PHP manual viewers

The PHP documentation is really good. It covers almost all parts of the language and is filled with examples that help you grasp a function's meaning and usage really fast. And since PHP is a grown language, it's function naming and parameter order are often confusing - requiring you to look up the manual more often.

Last week, Bruno Skvorc told you to use as documentation viewer. This might work well if you're online all day and don't care about traffic, but there are better ways to access the PHP documentation.

pman - PHP manual pages

pman showing array_shift PHP's documentation is available as unix man pages! This is every awesome if you use a console-based editor like emacs or vim, because you can easily show them in an editor window.

Installation is easy:

$ pear install

Now you can access man pages with the pman command:

$ pman array_shift

Emacs integration is trivial; I have mapped the F1 key to open the manual page for the word under the cursor:

(setq manual-program "pman")
(global-set-key [(f1)] (lambda () (interactive) (manual-entry (current-word))))


Integration in vim is also easy:

" Use pman for manual pages
setlocal keywordprg=pman

Pressing Shift + k opens pman with the word at the cursor.


xCHM showing array_shift The full PHP manual is available as CHM files. CHM is the former Windows HTML help file format and gives you a navigatable table-of-contents tree, a keyword index and full text search - all in one single file.

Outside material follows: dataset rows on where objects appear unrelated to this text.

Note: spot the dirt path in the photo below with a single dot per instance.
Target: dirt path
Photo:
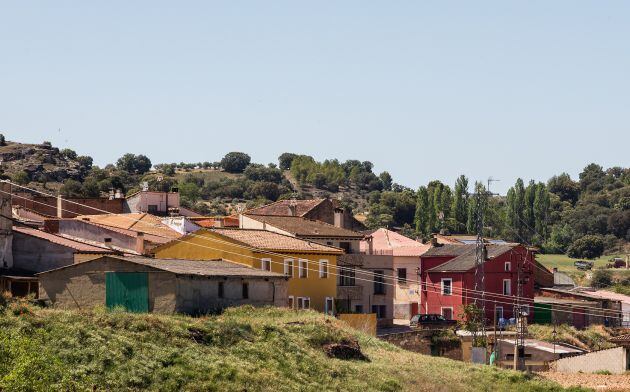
(599, 382)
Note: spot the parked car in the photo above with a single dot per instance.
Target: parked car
(431, 321)
(583, 265)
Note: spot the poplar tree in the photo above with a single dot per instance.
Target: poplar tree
(459, 210)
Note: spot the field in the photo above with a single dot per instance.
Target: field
(243, 349)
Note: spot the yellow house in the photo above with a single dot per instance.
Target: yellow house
(311, 267)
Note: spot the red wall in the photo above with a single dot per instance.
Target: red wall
(433, 301)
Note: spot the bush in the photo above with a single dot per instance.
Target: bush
(589, 247)
(235, 162)
(601, 279)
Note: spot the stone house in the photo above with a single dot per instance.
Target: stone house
(142, 284)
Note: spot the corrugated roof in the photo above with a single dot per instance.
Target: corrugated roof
(385, 241)
(217, 267)
(78, 246)
(303, 227)
(466, 258)
(138, 222)
(268, 240)
(281, 207)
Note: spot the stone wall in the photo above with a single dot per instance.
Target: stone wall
(420, 342)
(614, 360)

PHP CHM files are available with and without user notes.

Several CHM viewers exist for Linux: xCHM, Kchmviewer and chmsee.

I like xCHM most since it's small, fast and stable.


Zeal showing array_shift Zeal stands out because it does not only display offline PHP documentation, but also has support for more than a hundred other documentation packages: CSS, HTML, JavaScript, jQuery, Python, ...

It unifies them in a single contents tree and has a searchable index of all methods/functions/classes/constants.

Zeal is an open source clone of the MacOSX application Dash, whose documentation sets it supports.